Cumhurbaşkanlığı seçiminin ikinci turunun yapılacağı 28 Mayıs, on yıl önce belirgin hale gelen ve aradan geçen zamanda büyük çöküntüye neden olan çürümeye karşı halkın ilk topyekün direnişinin yıl dönümüdür. Ne büyük bir tesadüftür ki Gezi’nin 10. yıldönümünde halkın eline, yirmi yılı aşkın süredir devam eden ceberut iktidara son vermek için önemli bir fırsat geçmiştir.

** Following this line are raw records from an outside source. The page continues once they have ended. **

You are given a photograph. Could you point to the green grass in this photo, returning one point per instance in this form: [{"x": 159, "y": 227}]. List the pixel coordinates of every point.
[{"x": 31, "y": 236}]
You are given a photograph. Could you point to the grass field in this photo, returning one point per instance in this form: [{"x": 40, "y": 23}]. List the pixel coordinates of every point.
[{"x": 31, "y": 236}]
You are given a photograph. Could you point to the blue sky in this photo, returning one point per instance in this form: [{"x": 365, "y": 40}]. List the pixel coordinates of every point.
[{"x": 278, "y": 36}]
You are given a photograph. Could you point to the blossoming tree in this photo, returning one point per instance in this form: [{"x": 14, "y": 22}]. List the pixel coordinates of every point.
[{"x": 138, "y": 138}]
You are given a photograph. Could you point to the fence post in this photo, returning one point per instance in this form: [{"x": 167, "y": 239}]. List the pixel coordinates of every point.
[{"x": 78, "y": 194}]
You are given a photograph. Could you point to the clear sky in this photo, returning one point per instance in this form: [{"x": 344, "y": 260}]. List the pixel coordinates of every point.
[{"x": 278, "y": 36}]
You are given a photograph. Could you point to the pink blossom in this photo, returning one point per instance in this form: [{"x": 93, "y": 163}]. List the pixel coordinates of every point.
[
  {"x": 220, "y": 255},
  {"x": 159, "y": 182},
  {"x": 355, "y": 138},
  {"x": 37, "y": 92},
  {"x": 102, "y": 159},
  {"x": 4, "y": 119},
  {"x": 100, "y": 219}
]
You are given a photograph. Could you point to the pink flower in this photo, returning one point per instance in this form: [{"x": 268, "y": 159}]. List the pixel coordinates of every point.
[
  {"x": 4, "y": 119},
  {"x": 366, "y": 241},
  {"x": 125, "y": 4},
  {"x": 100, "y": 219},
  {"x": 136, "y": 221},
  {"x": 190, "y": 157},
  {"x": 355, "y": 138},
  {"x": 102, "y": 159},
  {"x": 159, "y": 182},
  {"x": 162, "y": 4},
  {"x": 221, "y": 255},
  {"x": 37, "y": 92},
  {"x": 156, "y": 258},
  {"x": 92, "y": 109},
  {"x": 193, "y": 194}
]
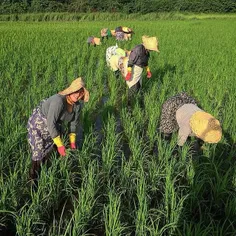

Bu ceberut iktidardan kurtuluş aynı zamanda -yüzyıllık cumhuriyetin halklar arasında körüklediği düşmanlığı, emek ve doğa sömürüsünü de sona erdirerek- ülkeyi barışa, huzura, refaha kavuşturacak demokratik cumhuriyete ulaşma mücadelesini ileriye taşımak için de bir fırsattır. Bu fırsatın iyi değerlendirilmesi ve Kürt halkının 14 Mayıs’ta Kılıçdaroğlu’na destek vererek gösterdiği değişim kararlılığının 28 Mayıs’ta tüm Türkiye halkları tarafından gösterilmesi gerekir.
Gezi direnişinin ruhu “Bu daha başlangıç mücadeleye devam!” sloganıyla söze gelmişti. 28 Mayıs’ta sandığa giderken de sonrasında da Gezi’yle başlayan mücadele, inatla sürmek zorundadır; ta ki hak ettiğimiz demokratik cumhuriyete ulaşana kadar!